I remember one episode where they were wearing masks... I think they have it on their YouTube.


----------



## CyberFoxx (Jun 19, 2009)

I watch it, mostly for X-Play, AotS, Reviews on the Run, EP Daily... Oh, and The Lab with Leo Laporte, even though it's repeats now, because Leo is cool. ^_^


----------



## Skittle (Jun 19, 2009)

Occasionally. I miss TechTV and when G4 was actually geek tv and was about video games.


----------



## Irreverent (Jun 19, 2009)

Its not on the BEV bird, so no.


----------



## Kryn (Jun 19, 2009)

I remember seeing ads for it back when it was Tech Tv and I was genuinely interested but I couldn't get the channel at home then. Now I'll watch G4 every once in awhile but not for anything game related. I'm more of a PC gamer and well, G4 is more about consoles. And even then they barely show enough gaming content anyway.


----------



## Vicious (Jun 22, 2009)

G4 in Canada is the only channel airing shows like the IT Crowd, and just recently a bunch of Adult Swim shows Teletoon was too cheap to get the rights to. Eg: Fat Guy Stuck in the Internet and Superjail (I love those). X play and AOTS are worth watching because nothing else on tv is so geek-centric. Do Reviews on the Run or EP Daily air in the states?
That's the one thing that sucks about G4 here, not all of the American shows air, like Ninja Warrior.
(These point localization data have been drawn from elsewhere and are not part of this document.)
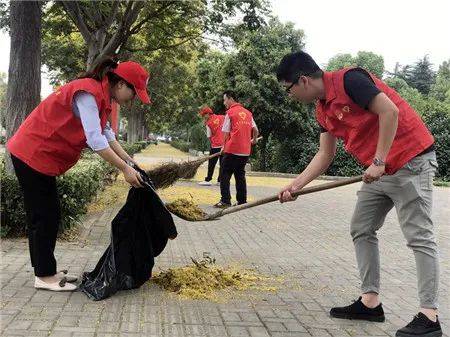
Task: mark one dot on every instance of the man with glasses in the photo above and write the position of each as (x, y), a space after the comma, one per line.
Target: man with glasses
(388, 137)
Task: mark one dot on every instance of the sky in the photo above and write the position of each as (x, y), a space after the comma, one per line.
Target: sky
(399, 30)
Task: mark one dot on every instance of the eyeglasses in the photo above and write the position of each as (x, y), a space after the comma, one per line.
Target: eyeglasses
(288, 89)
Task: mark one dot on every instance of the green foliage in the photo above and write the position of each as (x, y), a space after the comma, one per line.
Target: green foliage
(180, 145)
(409, 94)
(367, 60)
(3, 87)
(340, 61)
(76, 189)
(441, 88)
(437, 118)
(136, 147)
(419, 76)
Instead we get a lot of repeats of Hurl and Lab with Leo and other such painfully boring/inane stuff.


----------



## Raithah (Jun 23, 2009)

G4? I think I'm missing something ...


----------



## Xenke (Jun 23, 2009)

Raithah said:


> G4? I think I'm missing something ...



*face palm*


----------



## Arcadium (Jun 27, 2009)

AOTS is fun. If i had a cable box in my room, i'd be watching it A LOT. But since i rarely watch TV, for that reason, i don't.


----------



## Ruko (Jul 1, 2009)

I used to watch it back when I had cable/satellite.


----------



## TheGreatCrusader (Jul 1, 2009)

Xplay is the only 'decent' show other than Ninja Warrior.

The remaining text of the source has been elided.